Nine myths are particularly prevalent in the cryptocurrency community. Here they are – along with the correct information.

Content

  • 1 Etherium’s transition to PoS will take place on September 19
  • 2 You need to steak 32 ETH to launch a node on the network
  • 3 The merger will lower the cost of gas
  • 4 Transactions will go faster after the move to PoS
  • 5 ETH can be withdrawn immediately after merger
  • 6 Validators will not be able to receive any reward after the upgrade
  • 7 Stackers will withdraw all coins immediately after withdrawals are activated
  • 8 Stackers’ annual yield will triple
  • 9 Merger requires blockchain shutdown

Etherium’s transition to PoS to take place on 19 September

Tonight, the so-called merger – that is, the merger of the PoW and PoS networks of Etherium – took place on the Goerli test network. The upgrade was successful, with this network being the last testnet of the respective blockchain. Consequently, the next big step is the migration to Proof-of-Stake of the core Etherium network.

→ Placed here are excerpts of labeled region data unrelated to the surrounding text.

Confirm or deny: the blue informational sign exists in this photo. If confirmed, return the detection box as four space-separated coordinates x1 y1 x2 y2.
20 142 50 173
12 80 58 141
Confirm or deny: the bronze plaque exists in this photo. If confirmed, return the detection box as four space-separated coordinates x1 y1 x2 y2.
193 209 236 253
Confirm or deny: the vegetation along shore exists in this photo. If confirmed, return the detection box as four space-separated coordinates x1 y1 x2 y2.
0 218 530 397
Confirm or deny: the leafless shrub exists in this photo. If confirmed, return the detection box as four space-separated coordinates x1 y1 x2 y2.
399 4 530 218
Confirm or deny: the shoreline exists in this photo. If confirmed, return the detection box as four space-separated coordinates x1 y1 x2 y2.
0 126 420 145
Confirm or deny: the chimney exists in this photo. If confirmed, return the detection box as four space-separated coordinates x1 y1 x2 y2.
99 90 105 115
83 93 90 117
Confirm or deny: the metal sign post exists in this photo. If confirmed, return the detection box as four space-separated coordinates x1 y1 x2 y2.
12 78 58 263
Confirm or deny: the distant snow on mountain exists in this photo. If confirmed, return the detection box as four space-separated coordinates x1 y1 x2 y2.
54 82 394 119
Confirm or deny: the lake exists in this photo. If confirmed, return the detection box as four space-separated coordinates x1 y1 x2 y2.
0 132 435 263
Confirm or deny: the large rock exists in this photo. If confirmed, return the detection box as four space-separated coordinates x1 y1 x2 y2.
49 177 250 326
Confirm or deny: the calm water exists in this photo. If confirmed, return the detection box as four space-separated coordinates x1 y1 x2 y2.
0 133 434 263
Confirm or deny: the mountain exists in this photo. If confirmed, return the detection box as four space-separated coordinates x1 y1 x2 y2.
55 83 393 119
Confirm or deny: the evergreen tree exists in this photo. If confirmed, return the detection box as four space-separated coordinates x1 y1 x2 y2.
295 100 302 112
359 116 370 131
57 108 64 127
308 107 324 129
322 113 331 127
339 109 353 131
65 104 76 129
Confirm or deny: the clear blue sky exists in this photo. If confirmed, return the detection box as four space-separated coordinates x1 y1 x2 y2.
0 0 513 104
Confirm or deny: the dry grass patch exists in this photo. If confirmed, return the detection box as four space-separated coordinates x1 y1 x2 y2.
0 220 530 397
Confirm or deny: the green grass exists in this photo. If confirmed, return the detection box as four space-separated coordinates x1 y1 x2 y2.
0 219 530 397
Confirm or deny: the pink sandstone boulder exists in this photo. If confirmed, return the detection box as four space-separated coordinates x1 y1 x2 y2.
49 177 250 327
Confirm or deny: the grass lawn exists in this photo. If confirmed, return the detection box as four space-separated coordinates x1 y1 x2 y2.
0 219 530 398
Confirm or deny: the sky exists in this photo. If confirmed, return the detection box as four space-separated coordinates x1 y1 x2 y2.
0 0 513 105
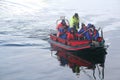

The timetable for the update of Etherium from the developers of the project

When will it happen? The developers of Ethereum shared a tentative schedule in mid-July. It indicated that the final merger should be expected on September 19. However, this is an approximate date. Moreover, as it became known today, the update will take place tentatively on September 15.


For analogy, recall today's update on the Goerli test network, which was promised between August 6 and 12. However, it took place on the 11th. And so the update of the mainnet will be approximately the same situation.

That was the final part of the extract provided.